In that same April 3, 2022 update, Mathews says that providing feedback on homework, not grades is a, “a lovely image, but … is at odds with modern adolescence. The distractions of teenage life are at war with the notion that students will do better if teachers remove deadlines.” Actually, none of the standards-based learning advocates, as Mathews cited, including Joe Feldman, Emily Rickema, and Ken O’Connor, advocates for removing deadlines. Deadlines still matter, and students are taught diligently how to meet them. Punitive and distorted grade reports, however, are not the way to teach it.
Second, let’s do a deeper dive into what we know about today’s adolescents before we make such generalizations based on what a few teachers say. Adolescents do respond well to classrooms of agency, developmentally appropriate instruction, complex, demanding instruction, and hope. This means we require students to do the heavy lifting to analyze their practice work against standards of excellence and use that knowledge to inform next steps in learning while being assured that these assignments are only progress checks, not the ultimate judgment of competence. When early attempts at mastery are not used against them, and accountability comes in the form of actually learning content, adolescents flourish. No research in our profession concludes that knowingly falsifying grade reports is an effective way to help students mature and deal with the distractions of teenage life.
Let’s implement the practices that lead to student success. Coercive efforts such as counting homework completion and timeliness in an academic grade are about control, not learning or student maturation. Work completion and timeliness are deeply important virtues, of course, but conflating them with academic performance provides a false sense that students are learning and maturing. Homework completion should count 100 percent, and timeliness of assignment submissions should count 100 percent. Yes, quote me correctly, both should count 100 percent — of their own columns on the report card. They should count 0 percent, however, of the report of what students know about mitosis or coding in Python.
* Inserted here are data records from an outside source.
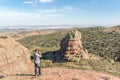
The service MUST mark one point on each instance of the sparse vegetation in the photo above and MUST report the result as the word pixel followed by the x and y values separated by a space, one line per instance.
pixel 101 43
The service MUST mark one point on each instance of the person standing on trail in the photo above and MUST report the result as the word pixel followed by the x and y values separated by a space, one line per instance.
pixel 37 65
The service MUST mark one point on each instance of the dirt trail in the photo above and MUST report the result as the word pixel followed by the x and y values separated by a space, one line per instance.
pixel 60 74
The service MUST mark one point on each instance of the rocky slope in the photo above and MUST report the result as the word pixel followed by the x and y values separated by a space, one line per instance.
pixel 61 74
pixel 13 56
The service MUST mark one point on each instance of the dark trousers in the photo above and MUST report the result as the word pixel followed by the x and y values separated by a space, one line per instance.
pixel 37 69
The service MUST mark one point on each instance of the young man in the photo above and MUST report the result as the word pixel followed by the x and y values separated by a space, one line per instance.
pixel 37 65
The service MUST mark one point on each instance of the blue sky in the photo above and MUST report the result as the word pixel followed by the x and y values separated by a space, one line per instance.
pixel 59 12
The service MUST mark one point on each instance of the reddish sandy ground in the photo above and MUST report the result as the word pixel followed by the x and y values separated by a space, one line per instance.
pixel 60 74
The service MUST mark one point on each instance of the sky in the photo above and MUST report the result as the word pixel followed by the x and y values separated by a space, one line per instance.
pixel 59 12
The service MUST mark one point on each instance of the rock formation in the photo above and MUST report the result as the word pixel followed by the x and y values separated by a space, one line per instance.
pixel 13 56
pixel 71 47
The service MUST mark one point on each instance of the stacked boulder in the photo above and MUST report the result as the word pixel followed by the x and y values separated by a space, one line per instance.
pixel 71 47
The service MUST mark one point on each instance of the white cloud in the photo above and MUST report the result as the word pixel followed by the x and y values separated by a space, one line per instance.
pixel 45 1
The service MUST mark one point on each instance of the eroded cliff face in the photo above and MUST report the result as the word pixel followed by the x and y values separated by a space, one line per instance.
pixel 71 48
pixel 13 56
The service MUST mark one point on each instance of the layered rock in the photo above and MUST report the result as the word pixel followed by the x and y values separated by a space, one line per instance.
pixel 13 56
pixel 71 47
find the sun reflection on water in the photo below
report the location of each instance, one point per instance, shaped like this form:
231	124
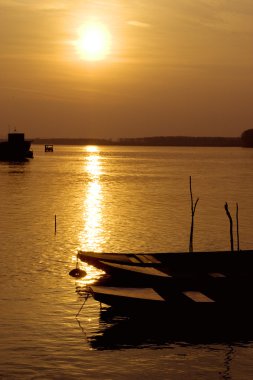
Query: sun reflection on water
91	236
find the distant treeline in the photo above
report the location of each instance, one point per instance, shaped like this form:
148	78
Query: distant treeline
148	141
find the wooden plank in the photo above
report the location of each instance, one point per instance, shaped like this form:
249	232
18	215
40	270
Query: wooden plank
217	275
137	269
138	293
152	259
197	296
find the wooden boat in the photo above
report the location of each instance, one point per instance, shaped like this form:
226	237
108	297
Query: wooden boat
176	282
16	148
169	266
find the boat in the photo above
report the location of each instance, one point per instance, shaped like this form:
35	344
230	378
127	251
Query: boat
16	148
170	266
175	301
220	281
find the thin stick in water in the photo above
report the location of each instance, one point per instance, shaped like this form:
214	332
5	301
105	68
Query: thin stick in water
231	227
193	209
237	227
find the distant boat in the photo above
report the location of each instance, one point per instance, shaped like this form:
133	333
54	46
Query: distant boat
16	148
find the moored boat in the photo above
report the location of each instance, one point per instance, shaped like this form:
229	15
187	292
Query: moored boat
220	264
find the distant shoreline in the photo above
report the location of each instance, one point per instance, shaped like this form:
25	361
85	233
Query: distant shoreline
147	141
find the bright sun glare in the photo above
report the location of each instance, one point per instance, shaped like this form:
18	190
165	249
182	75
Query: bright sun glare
94	42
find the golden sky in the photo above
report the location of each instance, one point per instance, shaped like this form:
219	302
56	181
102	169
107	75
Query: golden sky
125	68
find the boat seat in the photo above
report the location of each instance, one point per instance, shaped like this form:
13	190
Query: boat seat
217	275
197	296
151	259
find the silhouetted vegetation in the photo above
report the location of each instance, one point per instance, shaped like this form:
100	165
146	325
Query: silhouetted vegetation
148	141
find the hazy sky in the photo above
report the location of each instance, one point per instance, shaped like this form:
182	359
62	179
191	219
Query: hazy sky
125	68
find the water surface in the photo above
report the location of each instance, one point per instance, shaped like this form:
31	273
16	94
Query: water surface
112	199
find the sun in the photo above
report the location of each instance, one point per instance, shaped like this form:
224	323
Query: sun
94	42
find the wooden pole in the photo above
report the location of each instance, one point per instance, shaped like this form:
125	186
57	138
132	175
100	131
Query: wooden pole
237	227
193	209
231	227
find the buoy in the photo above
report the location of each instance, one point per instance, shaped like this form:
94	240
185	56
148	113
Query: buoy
77	273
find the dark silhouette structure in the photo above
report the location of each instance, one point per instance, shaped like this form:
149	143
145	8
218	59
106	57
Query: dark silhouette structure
247	138
16	148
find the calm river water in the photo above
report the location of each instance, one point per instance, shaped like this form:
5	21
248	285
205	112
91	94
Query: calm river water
112	199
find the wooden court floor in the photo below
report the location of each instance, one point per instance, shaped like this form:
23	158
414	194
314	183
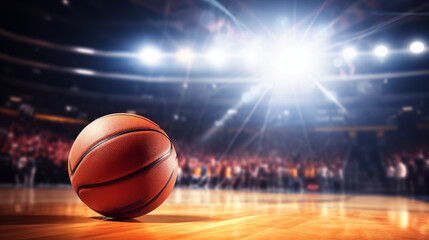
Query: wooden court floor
211	214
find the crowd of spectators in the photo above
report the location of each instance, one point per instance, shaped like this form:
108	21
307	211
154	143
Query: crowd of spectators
281	161
407	164
36	152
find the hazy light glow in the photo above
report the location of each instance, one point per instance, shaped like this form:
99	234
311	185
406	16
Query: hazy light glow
349	53
185	55
417	47
231	111
216	56
294	60
150	56
85	50
84	72
251	54
381	51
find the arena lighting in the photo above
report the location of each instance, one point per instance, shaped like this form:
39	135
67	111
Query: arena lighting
407	108
417	47
150	55
251	54
216	56
84	50
231	111
349	53
294	60
381	51
185	55
84	71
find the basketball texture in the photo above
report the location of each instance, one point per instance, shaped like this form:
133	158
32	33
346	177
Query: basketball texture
122	165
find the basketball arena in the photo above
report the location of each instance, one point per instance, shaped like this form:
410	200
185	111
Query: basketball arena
214	119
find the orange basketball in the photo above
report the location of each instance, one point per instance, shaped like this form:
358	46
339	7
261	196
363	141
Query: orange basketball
122	165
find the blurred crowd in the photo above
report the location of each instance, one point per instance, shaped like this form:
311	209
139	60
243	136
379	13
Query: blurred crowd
36	152
286	162
407	165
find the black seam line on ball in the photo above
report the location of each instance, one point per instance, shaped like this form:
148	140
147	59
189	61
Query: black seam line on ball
128	175
110	137
154	198
131	115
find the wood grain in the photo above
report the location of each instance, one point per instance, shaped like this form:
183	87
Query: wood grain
211	214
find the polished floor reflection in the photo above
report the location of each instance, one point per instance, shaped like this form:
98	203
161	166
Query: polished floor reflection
207	214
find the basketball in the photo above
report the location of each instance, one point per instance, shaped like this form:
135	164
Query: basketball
122	165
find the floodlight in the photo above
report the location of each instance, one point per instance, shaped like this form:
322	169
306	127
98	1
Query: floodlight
150	55
417	47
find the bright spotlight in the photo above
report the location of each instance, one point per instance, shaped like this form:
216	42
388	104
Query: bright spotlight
251	54
417	47
217	56
294	61
185	55
381	51
349	53
150	56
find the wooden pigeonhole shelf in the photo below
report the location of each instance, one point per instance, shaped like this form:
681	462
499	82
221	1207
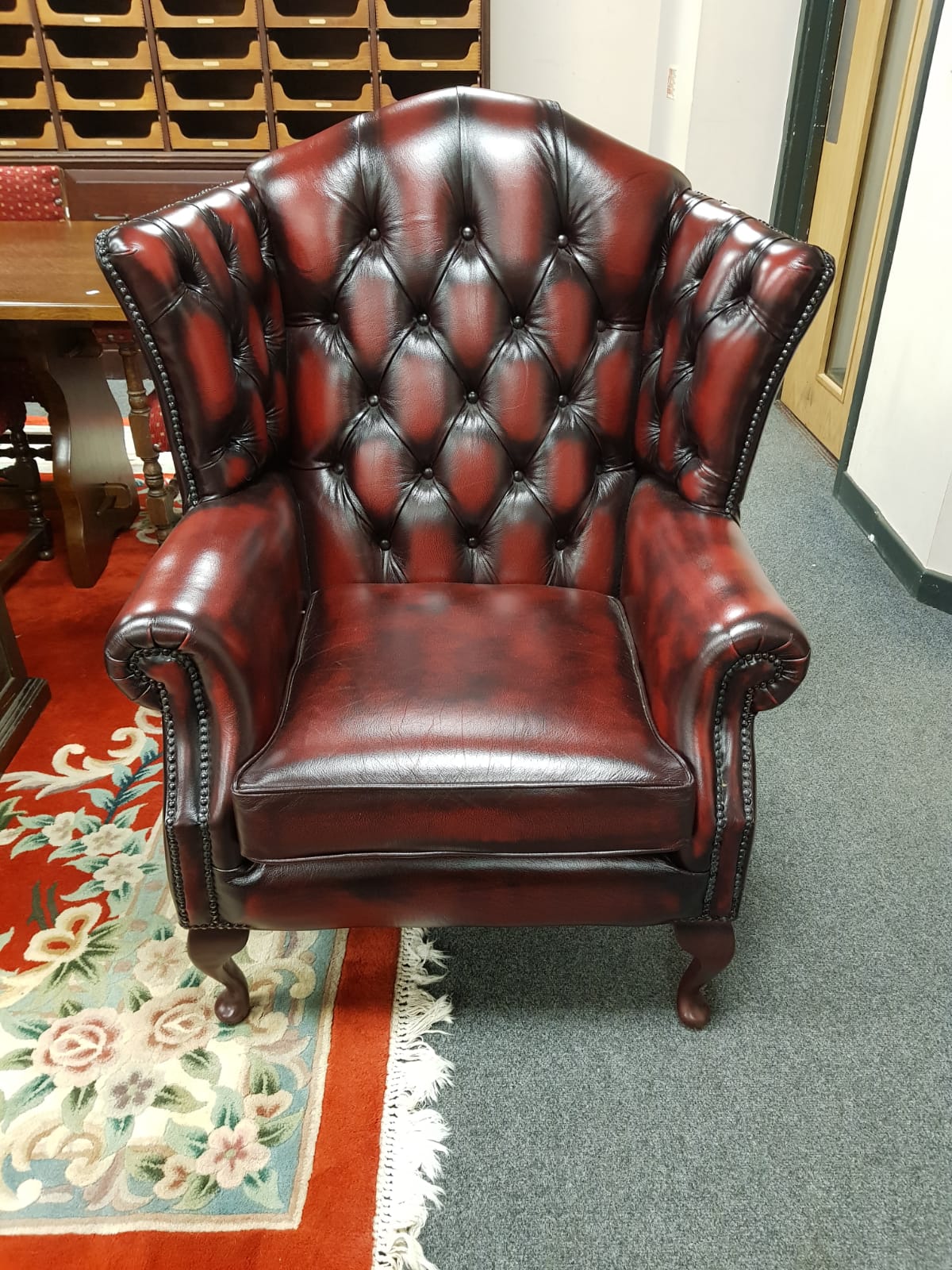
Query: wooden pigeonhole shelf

Accountability can be defined as entering mutual ethos with one another: I’m looking out for your success as much as you are looking out for mine. As teachers, that means we come prepared to teach diverse students substantive content and skills, and we hold ourselves accountable to powerful ethics as professionals. We study the role of homework in student learning, and we don’t undermine its positive effects by conflating what should be practice with high stakes, final designations of competence. In this, our students are well served.